Ajose was a noted advocate for student equity in her previous role running the nonprofit California Competes, and she and Newsom have drawn up an ambitious wish list: Everything from introducing dual enrollment, so students who start at community college already have a guaranteed place at a follow-up institution, to helping high school graduates complete the notoriously complex federal financial aid form, to building a comprehensive statewide data system, to investing in student housing and helping lower-income families establish college saving funds.

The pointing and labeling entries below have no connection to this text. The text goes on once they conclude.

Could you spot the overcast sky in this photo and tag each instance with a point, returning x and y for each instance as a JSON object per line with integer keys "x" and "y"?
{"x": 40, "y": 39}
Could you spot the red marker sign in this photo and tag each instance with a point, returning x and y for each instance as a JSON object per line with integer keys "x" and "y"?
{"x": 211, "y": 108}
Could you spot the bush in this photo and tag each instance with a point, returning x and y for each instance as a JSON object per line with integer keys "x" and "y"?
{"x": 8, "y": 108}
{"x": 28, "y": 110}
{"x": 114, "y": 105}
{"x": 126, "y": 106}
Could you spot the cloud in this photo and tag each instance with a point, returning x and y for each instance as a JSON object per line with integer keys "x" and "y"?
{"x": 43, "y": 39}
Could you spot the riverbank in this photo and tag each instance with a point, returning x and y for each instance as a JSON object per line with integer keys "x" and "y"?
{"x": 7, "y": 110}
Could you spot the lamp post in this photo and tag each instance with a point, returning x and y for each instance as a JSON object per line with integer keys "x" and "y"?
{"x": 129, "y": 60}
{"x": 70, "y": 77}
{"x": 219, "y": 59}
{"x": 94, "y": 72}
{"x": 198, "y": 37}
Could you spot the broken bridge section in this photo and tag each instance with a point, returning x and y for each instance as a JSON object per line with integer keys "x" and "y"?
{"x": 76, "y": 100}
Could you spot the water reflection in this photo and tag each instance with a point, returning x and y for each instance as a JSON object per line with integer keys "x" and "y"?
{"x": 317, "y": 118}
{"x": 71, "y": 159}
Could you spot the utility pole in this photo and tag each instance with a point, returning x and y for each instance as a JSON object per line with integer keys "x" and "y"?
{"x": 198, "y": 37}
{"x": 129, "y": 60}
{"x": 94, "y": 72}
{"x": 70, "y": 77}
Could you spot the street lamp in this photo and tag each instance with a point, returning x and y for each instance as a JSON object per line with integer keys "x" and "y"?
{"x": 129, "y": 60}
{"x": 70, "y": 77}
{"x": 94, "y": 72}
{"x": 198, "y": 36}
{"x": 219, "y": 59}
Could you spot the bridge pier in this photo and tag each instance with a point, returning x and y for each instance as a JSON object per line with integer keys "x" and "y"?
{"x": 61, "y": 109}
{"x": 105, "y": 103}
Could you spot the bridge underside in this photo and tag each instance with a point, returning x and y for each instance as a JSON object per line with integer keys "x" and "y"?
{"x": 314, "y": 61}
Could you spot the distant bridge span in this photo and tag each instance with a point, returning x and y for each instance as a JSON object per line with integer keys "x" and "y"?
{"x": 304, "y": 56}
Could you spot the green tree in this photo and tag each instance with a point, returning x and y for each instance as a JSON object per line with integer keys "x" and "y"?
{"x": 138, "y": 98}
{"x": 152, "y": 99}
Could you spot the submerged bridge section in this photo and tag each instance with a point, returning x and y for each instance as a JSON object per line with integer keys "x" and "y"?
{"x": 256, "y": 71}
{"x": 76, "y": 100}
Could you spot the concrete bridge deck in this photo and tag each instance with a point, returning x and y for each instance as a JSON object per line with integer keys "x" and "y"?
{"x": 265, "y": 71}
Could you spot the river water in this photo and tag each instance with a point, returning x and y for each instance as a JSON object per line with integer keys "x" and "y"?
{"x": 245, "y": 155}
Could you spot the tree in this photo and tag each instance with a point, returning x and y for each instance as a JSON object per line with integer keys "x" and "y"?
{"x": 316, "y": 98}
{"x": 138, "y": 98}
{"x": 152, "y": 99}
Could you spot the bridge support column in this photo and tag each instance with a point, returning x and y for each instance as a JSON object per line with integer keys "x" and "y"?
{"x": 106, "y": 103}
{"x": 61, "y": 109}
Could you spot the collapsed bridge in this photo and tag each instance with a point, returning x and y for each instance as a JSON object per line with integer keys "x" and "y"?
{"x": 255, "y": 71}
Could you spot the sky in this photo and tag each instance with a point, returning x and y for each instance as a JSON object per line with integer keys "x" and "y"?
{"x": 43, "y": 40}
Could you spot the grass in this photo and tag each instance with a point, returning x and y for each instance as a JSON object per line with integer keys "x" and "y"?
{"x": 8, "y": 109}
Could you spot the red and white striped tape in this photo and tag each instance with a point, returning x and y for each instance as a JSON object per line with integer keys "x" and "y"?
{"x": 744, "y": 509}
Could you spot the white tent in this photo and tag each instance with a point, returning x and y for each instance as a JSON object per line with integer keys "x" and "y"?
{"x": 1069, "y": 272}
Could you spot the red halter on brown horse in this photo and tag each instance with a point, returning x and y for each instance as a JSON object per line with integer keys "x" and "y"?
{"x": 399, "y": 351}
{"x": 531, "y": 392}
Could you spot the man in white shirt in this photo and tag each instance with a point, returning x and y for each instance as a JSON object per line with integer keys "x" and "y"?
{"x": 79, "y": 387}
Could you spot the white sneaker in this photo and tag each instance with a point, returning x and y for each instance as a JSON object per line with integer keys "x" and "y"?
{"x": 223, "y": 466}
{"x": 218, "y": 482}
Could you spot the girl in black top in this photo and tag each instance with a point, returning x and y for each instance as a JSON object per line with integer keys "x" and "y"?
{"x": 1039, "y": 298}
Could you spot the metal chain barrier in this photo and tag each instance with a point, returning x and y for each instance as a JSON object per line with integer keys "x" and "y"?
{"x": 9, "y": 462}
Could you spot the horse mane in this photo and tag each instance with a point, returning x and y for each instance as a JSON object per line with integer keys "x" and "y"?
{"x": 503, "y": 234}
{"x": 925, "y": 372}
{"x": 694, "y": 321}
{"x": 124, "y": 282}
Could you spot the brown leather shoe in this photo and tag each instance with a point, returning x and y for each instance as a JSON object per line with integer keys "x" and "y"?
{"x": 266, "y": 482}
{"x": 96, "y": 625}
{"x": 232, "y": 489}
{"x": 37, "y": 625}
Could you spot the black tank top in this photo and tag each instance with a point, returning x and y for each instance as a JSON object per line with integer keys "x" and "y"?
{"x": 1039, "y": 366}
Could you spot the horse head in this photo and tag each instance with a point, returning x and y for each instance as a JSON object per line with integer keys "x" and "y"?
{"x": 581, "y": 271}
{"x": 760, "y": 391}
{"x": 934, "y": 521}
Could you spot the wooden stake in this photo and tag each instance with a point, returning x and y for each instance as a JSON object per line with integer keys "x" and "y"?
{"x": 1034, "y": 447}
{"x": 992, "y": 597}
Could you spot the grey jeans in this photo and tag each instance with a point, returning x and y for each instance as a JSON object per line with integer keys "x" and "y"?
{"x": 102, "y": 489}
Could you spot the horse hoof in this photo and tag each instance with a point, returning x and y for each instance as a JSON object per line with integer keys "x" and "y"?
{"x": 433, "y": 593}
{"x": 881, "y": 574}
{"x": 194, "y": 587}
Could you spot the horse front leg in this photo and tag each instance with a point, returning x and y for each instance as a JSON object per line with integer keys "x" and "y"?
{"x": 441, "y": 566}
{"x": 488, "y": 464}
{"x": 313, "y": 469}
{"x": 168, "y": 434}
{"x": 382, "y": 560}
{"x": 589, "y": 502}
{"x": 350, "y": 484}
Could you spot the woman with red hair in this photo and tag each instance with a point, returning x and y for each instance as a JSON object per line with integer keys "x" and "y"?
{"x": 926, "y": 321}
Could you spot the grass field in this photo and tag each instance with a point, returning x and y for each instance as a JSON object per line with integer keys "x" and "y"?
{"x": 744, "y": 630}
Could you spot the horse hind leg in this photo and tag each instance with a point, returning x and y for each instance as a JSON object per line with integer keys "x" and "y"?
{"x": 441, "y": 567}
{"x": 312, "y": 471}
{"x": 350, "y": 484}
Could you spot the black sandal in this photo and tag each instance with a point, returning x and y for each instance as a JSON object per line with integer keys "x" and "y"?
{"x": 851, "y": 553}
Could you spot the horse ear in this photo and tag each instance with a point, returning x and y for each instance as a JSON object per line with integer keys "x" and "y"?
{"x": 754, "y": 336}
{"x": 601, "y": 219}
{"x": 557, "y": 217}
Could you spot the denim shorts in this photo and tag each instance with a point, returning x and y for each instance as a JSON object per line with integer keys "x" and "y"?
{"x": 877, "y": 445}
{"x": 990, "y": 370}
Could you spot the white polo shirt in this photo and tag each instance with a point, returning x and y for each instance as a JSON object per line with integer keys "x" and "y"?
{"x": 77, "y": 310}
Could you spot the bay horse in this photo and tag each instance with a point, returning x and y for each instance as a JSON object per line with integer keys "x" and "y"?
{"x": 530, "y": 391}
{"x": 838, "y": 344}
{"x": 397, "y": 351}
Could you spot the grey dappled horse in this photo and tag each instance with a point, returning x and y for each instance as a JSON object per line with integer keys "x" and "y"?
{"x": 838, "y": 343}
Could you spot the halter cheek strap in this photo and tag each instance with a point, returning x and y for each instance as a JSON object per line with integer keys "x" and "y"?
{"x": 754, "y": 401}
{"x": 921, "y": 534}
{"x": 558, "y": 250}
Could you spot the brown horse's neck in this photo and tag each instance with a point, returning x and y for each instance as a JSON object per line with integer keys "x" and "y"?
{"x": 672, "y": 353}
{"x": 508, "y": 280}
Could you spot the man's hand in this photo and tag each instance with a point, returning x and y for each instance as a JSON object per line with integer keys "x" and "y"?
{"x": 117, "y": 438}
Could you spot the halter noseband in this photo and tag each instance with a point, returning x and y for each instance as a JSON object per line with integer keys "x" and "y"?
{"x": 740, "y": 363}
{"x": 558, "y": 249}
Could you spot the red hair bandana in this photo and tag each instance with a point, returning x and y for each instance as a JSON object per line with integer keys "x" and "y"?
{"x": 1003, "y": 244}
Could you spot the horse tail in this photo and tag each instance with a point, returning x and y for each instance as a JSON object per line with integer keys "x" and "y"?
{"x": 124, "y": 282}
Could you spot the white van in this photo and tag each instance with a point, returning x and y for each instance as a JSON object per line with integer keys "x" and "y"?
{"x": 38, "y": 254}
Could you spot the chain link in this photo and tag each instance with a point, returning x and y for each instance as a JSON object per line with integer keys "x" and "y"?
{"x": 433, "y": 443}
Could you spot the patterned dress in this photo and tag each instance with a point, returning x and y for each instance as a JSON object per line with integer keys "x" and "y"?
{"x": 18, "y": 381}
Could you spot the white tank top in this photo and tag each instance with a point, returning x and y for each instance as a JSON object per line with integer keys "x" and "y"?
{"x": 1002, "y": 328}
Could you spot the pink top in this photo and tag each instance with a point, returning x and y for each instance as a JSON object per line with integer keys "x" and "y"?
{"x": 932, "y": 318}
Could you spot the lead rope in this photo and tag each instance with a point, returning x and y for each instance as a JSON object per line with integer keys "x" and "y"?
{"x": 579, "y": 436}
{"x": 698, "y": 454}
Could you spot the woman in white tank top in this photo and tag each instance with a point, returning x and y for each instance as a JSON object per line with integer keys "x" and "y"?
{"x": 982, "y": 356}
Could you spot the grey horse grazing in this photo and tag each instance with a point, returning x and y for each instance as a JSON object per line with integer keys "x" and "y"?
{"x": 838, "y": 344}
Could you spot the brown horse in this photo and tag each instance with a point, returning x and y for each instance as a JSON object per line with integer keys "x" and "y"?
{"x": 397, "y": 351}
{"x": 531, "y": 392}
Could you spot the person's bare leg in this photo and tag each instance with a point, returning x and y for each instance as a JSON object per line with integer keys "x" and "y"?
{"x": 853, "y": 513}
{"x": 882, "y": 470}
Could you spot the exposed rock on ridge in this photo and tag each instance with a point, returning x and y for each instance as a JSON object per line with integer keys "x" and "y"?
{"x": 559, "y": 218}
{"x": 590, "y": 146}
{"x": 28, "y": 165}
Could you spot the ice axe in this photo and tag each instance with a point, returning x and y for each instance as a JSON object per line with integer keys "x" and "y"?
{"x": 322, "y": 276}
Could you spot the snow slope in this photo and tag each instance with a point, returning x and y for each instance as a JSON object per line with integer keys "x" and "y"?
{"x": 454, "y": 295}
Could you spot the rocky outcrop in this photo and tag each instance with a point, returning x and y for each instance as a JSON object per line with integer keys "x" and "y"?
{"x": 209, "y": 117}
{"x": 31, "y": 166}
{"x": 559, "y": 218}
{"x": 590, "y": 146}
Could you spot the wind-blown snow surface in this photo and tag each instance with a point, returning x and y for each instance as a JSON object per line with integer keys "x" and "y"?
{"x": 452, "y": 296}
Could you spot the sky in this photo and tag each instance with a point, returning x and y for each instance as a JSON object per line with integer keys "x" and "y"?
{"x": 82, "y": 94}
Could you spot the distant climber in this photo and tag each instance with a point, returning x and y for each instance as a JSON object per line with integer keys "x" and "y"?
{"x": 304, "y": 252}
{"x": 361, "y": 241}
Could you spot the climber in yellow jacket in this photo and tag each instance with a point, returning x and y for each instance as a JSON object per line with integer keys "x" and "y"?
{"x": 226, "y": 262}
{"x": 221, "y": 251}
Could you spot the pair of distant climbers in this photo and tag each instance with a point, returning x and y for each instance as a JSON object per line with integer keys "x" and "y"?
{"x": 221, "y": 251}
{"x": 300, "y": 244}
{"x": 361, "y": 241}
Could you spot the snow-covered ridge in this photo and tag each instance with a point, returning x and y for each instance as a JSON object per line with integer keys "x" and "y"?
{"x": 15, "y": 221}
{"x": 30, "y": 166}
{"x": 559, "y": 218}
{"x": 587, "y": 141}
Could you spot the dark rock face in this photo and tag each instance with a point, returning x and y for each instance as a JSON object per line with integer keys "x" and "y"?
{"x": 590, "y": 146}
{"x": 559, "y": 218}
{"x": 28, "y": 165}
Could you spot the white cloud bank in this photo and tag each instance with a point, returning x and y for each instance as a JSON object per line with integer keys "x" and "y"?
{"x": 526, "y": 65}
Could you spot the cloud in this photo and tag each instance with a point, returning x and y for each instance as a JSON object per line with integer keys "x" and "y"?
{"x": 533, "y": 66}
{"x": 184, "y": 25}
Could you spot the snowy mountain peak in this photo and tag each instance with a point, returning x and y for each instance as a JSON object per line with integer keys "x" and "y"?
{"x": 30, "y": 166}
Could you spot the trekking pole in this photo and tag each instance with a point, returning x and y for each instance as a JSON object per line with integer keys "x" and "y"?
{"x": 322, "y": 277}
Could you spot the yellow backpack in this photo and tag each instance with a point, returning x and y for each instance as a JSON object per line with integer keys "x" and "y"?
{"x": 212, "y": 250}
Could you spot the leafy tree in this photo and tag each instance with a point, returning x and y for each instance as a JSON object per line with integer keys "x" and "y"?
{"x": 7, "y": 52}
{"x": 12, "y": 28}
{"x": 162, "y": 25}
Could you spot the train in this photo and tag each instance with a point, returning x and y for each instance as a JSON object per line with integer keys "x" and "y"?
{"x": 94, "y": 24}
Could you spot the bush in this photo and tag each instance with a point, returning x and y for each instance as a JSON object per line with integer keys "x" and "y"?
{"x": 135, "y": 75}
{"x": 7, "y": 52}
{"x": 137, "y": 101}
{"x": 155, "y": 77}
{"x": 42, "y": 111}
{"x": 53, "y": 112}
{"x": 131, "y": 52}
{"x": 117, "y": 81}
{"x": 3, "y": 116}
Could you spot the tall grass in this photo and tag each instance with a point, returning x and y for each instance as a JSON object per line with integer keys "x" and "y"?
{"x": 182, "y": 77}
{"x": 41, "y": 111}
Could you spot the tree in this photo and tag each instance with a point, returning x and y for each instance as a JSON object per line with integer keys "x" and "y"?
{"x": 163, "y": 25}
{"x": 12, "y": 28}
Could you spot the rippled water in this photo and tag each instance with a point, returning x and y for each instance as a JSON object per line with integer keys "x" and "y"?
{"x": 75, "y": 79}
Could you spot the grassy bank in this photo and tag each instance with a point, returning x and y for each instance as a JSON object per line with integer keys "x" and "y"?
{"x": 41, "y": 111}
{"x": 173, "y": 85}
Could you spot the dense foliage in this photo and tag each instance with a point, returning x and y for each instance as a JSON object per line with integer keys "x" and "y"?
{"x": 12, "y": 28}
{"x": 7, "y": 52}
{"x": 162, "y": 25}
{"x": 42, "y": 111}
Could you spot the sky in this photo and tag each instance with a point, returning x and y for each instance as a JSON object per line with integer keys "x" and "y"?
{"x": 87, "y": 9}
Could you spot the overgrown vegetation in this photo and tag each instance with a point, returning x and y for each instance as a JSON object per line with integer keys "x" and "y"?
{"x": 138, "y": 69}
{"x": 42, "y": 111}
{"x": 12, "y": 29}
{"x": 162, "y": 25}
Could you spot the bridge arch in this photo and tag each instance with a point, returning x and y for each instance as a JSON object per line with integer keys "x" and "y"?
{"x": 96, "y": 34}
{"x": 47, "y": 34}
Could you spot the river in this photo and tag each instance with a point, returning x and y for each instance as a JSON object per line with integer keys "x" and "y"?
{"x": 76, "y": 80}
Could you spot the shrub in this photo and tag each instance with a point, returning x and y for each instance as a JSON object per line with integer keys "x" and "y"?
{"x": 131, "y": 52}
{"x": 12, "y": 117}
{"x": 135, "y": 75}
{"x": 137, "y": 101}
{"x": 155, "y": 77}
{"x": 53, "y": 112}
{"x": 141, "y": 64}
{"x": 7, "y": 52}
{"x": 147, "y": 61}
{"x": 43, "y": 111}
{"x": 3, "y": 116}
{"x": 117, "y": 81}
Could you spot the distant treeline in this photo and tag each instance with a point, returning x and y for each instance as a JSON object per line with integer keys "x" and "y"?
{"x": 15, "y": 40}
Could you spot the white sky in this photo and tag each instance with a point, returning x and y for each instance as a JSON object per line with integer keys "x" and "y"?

Not only should the three system tiers sit down and transform their silos into a “holistic ecosystem,” she says; they should also think creatively about moving people through the system faster.

That could mean putting some large intro courses online, where students can absorb them at their own pace instead of feeling lost in a large lecture hall. Or it could mean more classes on Fridays and weekends, or boosting summer enrollment. “It should all be on the table,” Ajose says.

When Michele Siqueiros first lobbied to ease the transfer process a decade ago, a student advocate she worked with told her: “This whole time I thought there was something wrong with me. It never occurred to me it was my college that should have been doing a better job.”

Now the governor’s office is echoing that same message – and it implicates every level in higher education, from community college to the Board of Regents.

UPDATE: On Oct. 6, Gov. Newsom signed two bills, one requiring the UC and Cal State systems to establish a more coherent and more uniform “student-centered transfer process” based in large part on the Associate’s Degree for Transfer concept, and the other establishing a common course number system across the state’s community colleges to cut down on the excess credit problem. Since this piece went to press, it has also been announced that Lande Ajose will be leaving the governor’s office in October to head a new research initiative at the Public Policy Institute of California.

Andrew Gumbel’s book recounting the student success revolution at Georgia State, “Won’t Lose This Dream: How an Upstart Urban University Rewrote the Rules of a Broken System,” was published by The New Press in 2020.